Some penicillin medicines contain large enough amounts of sodium to cause problems for people on low-sodium diets. Parents of children on on such a diet should make sure that the physician treating the infection knows about the special diet.

Diabetes

Penicillins may cause false positive results on urine sugar tests for diabetes. People with diabetes should check with their physicians to see if they need to change their diet or the doses of their diabetes medicine.

Phenylketonuria

Some formulations of Augmentin contain phenylalanine. People with phenylketonuria (PKU) should consult a physician before taking this medicine.

Side Effects

The most common side effect of penicillin is diarrhea. Nausea, vomiting, and upset stomach are also common. With some penicillins, particularly the broad spectrum products, there is a risk of increased growth of organisms that are not affected by penicillin. This situation can lead to candidal infections of the mouth and vagina.

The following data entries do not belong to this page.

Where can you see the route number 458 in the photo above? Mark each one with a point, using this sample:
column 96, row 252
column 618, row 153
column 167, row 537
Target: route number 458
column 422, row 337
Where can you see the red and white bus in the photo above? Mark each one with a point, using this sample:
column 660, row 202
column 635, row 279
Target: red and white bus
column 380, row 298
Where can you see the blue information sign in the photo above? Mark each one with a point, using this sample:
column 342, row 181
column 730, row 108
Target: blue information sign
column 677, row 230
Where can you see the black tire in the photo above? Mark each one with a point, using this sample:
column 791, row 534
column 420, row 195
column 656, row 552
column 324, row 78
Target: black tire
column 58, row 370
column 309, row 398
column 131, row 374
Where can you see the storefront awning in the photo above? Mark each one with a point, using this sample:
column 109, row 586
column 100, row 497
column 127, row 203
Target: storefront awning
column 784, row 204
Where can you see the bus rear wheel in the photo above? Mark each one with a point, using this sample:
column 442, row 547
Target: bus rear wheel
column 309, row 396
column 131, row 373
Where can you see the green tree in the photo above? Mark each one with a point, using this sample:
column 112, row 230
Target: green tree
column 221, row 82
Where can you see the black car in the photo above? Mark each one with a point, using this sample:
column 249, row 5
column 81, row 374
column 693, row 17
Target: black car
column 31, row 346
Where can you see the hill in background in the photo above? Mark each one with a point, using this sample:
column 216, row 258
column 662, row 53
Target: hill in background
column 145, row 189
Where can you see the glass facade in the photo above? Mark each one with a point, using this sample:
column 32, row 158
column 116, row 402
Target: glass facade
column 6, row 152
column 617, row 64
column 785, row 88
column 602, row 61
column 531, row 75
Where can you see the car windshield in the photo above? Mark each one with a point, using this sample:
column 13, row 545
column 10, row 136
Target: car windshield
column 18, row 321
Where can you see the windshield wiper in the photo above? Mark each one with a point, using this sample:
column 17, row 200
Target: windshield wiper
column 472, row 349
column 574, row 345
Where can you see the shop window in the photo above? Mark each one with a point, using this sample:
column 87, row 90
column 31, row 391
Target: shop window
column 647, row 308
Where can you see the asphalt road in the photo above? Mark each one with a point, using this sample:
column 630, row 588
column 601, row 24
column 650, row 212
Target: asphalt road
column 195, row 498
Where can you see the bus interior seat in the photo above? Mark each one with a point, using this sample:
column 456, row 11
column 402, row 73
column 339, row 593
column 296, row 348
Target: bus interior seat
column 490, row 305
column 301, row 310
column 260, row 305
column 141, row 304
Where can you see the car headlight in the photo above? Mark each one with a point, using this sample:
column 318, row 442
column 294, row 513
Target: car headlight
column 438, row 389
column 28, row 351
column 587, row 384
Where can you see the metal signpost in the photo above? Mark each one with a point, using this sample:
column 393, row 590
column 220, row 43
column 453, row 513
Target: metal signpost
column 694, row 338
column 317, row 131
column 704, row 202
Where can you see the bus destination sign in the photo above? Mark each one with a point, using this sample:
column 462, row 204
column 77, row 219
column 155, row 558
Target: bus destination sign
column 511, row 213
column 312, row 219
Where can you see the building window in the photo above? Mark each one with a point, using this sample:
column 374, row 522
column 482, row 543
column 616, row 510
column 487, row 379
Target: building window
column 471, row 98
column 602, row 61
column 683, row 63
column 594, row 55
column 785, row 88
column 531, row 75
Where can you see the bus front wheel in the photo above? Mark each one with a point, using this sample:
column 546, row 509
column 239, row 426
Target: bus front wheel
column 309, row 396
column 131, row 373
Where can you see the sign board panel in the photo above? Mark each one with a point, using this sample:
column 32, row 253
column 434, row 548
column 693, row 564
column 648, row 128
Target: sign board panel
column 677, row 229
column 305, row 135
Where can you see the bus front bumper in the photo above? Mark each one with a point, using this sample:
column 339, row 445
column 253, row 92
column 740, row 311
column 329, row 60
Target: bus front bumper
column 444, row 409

Most side effects of penicillin cannot be prevented. Amoxicillin has a lower incidence of diarrhea than ampicillin and is the preferred drug in most cases.

Interactions

Birth control pills may not work properly when taken at the same time as penicillin. Penicillins may also interact with many other medicines. When this happens, the effects of one or both of the drugs may change or the risk of side effects may be greater. People who take penicillin should let their physician know all other medicines they are taking. Among the drugs that may interact with penicillins are the following:

• acetaminophen (Tylenol) and other medicines that relieve pain and inflammation
• medicine for overactive thyroid
• other antibiotics
• blood thinners
• antiseizure medicines such as Depakote and Depakene
• blood pressure drugs such as Capoten, Monopril, and Lotensin

The list above does not include every drug that may interact with penicillins. A physician or pharmacist should be consulted before a patient combines penicillins with any other prescription or nonprescription (over-the-counter) medicine.

Parental Concerns

Parents should verify that their children have an infection requiring antibiotic therapy. Unnecessary use of antibiotics leads to development of bacterial resistance, while it subjects the child to some needless risk of adverse effects and wastes money.

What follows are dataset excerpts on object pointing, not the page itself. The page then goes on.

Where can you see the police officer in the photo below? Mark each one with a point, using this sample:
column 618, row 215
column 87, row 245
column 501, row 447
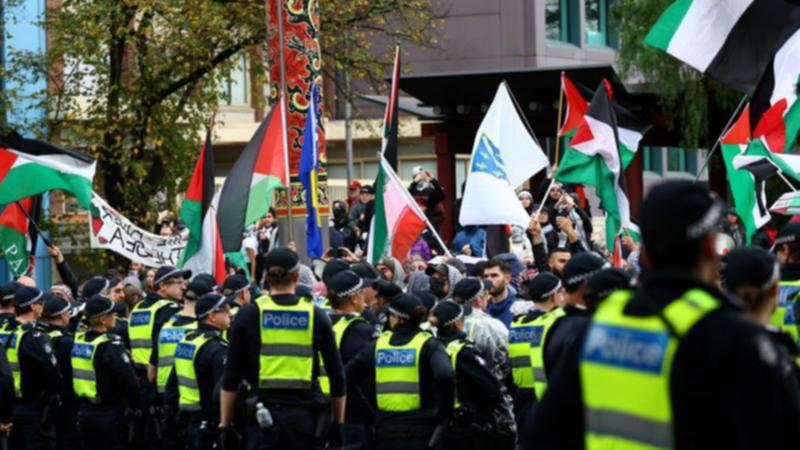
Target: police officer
column 37, row 379
column 787, row 250
column 352, row 332
column 525, row 342
column 161, row 360
column 144, row 324
column 199, row 365
column 55, row 323
column 275, row 346
column 104, row 380
column 478, row 392
column 236, row 289
column 693, row 368
column 414, row 381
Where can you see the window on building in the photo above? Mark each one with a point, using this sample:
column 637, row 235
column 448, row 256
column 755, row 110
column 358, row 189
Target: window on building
column 559, row 20
column 596, row 22
column 235, row 89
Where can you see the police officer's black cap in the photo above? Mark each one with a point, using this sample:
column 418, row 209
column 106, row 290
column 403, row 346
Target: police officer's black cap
column 678, row 211
column 543, row 286
column 196, row 289
column 7, row 292
column 387, row 289
column 166, row 272
column 95, row 285
column 54, row 305
column 209, row 303
column 582, row 266
column 333, row 267
column 234, row 285
column 99, row 306
column 447, row 312
column 26, row 296
column 467, row 290
column 345, row 283
column 367, row 273
column 788, row 234
column 749, row 266
column 208, row 279
column 427, row 298
column 604, row 282
column 404, row 305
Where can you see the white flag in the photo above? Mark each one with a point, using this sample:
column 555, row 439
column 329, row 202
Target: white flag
column 503, row 157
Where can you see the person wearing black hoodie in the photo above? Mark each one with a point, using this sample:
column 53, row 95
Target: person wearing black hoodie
column 478, row 392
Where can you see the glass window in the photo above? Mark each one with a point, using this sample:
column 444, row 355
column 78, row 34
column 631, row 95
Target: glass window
column 234, row 90
column 558, row 20
column 597, row 22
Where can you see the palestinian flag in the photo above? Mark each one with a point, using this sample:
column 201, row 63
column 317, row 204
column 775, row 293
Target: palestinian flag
column 391, row 118
column 398, row 221
column 593, row 159
column 14, row 237
column 203, row 251
column 731, row 41
column 247, row 192
column 29, row 167
column 629, row 128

Liquid forms of penicillin should be refrigerated after reconstitution. These preparations must be shaken well before use and measured with a medicinal teaspoon, not a household teaspoon.

Any adverse effects should be discussed with the prescriber. Penicillin should not be used in patients allergic to the drug; however, an incorrect report of an allergy to penicillin may cause prescribers to select a different drug which may cause even more severe side effects.

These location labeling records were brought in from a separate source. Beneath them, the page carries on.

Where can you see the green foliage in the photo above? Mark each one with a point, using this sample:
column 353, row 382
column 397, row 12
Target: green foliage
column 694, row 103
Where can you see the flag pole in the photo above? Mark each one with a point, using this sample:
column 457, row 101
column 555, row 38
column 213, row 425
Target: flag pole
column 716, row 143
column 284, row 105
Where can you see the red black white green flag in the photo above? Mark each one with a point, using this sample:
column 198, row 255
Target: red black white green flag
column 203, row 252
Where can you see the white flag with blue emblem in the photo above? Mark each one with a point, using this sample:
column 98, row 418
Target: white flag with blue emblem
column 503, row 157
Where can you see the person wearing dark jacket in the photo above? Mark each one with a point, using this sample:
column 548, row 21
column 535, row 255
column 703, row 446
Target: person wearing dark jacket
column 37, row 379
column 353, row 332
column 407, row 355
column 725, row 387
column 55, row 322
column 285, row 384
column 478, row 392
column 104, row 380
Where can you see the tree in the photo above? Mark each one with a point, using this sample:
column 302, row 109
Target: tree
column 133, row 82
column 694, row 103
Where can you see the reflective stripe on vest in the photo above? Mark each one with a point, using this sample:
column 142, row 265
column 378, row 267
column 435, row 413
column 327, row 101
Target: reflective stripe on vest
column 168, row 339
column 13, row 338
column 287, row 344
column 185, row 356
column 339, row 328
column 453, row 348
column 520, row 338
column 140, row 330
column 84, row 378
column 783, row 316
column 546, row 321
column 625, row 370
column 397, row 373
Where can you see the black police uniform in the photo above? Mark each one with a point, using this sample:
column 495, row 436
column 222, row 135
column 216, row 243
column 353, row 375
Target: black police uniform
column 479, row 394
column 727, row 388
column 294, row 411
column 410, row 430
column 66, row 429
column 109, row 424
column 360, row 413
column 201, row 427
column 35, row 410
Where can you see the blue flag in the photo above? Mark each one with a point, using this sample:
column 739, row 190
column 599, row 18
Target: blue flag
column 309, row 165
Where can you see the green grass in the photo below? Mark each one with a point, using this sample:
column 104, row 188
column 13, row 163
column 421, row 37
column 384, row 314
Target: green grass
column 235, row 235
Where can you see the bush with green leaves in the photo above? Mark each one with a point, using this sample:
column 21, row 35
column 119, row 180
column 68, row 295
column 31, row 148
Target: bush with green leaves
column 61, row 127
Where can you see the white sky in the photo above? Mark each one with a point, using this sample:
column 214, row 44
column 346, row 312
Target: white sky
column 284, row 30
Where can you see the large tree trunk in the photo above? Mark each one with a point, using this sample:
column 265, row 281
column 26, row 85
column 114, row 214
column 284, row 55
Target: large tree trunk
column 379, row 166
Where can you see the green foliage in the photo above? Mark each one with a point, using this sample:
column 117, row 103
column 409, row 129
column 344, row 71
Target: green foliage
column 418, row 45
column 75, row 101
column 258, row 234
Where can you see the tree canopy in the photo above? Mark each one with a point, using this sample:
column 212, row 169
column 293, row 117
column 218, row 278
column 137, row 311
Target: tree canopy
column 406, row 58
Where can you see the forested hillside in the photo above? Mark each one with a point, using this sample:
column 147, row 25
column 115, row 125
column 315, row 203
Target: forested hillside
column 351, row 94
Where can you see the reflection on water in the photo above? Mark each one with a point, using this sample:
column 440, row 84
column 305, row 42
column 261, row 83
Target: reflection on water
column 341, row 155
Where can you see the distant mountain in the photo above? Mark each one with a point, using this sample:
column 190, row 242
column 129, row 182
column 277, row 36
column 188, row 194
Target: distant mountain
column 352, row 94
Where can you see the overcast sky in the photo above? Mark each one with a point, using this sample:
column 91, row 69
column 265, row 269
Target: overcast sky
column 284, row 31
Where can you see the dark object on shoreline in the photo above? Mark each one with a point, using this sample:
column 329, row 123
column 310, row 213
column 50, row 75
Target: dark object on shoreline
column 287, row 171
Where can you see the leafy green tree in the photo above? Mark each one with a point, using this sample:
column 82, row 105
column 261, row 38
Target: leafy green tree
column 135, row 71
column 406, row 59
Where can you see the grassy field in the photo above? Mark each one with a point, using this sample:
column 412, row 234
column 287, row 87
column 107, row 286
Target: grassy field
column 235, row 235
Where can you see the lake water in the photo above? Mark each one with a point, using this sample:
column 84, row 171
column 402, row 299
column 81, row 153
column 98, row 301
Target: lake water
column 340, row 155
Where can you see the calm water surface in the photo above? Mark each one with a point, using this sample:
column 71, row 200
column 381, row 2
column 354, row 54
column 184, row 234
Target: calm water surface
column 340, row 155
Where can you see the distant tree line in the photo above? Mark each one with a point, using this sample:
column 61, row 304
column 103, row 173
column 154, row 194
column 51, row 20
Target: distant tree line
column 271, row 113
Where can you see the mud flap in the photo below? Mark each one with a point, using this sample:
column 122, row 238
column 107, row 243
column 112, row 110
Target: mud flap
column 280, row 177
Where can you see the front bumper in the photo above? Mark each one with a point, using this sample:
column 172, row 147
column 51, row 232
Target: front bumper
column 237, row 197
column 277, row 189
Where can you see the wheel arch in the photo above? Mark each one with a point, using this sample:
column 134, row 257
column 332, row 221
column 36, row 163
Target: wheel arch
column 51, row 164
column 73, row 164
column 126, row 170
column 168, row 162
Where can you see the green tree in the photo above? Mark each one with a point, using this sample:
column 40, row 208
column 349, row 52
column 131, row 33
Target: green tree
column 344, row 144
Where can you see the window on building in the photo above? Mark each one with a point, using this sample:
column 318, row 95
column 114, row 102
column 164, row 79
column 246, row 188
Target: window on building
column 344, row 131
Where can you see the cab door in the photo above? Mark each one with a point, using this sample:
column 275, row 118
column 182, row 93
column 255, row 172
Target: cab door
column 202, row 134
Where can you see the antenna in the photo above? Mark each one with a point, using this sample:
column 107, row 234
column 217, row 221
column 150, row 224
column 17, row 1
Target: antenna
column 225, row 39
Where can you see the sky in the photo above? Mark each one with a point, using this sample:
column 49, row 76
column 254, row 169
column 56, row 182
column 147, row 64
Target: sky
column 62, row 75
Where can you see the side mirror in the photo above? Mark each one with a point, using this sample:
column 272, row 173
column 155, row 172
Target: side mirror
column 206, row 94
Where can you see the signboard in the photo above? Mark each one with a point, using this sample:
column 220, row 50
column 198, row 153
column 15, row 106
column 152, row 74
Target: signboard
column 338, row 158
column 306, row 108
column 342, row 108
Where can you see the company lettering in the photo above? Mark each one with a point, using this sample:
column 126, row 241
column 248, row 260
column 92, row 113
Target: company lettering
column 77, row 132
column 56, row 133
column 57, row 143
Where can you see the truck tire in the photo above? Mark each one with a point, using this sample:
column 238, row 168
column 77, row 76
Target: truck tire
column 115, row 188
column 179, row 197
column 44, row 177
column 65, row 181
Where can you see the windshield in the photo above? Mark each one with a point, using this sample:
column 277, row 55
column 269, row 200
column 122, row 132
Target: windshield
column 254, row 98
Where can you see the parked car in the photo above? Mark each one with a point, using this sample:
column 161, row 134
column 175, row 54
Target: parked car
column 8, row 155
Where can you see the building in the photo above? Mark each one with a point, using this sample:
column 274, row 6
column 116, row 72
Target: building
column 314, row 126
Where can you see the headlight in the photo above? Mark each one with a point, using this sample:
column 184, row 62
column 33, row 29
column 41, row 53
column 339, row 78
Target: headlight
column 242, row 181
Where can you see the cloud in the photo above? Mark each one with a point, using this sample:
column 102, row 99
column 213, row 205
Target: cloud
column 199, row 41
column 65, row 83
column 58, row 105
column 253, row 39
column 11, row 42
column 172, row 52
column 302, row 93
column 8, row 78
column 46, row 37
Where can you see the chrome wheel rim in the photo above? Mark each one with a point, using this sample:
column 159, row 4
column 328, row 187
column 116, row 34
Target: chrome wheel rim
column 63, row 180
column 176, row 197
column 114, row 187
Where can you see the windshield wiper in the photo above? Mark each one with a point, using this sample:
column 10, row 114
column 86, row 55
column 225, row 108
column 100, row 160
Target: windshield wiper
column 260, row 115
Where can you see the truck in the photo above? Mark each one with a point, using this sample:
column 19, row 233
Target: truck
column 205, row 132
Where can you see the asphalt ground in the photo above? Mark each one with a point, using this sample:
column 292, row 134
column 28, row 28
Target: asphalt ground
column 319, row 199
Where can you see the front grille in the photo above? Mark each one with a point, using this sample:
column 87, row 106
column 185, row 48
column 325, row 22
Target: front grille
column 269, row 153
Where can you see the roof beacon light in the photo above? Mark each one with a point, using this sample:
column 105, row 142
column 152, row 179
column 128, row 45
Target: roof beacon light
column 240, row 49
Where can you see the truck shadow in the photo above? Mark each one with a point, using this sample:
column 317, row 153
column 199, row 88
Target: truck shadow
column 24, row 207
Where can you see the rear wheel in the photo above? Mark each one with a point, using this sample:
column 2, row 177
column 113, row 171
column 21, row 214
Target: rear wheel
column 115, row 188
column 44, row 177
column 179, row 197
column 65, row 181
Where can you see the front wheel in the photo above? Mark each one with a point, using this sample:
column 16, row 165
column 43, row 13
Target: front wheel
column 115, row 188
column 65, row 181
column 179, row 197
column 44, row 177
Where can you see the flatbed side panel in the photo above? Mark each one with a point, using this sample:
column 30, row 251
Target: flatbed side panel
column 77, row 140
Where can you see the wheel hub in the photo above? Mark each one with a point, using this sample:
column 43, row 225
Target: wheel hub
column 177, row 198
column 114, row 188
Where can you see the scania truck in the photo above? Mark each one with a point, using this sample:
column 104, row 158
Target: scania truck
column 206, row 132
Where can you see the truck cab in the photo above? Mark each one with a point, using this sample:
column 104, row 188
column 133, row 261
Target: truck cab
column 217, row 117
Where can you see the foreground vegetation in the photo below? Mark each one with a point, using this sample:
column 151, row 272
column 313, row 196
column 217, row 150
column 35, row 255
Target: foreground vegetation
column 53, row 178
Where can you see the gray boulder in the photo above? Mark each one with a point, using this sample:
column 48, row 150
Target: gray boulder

Penicillins should be administered exactly as directed. Users should never give larger, smaller, more frequent, or less frequent doses. To make sure the infection clears up completely, patients should take the medicine for as long as it has been prescribed. They should not stop taking the drug just because symptoms begin to improve. This point is important with all types of infections, but it is especially important with strep infections, which can lead to serious heart problems if they are not cleared up completely.

This medicine should be used only for the infection for which it was prescribed. Different kinds of penicillins cannot be substituted for one another. Do not save some of the medicine to use on future infections. It may not be the right treatment for other kinds of infections, even if the symptoms are the same.

Resources

Books

Beers, Mark. H., and Robert Berkow, eds. The Merck Manual, 2nd home ed. West Point, PA: Merck & Co., 2004.

Mcevoy, Gerald K., et al. AHFS Drug Information 2004. Bethesda, MD: American Society of Healthsystems Pharmacists, 2004.

Siberry, George K., and Robert Iannone, eds. The Harriet Lane Handbook, 15th ed. Philadelphia, PA: Mosby Publishing, 2000.

Periodicals

Apter Andrea J., et al. "Represcription of penicillin after allergic-like events." Journal of Allergy and Clinical Immunology 113, no. 4 (April 2004): 764–770.

Organizations

American Academy of Pediatrics. 141 Northwest Point Boulevard, Elk Grove Village, IL 60007–1098. Web site: www.aap.org.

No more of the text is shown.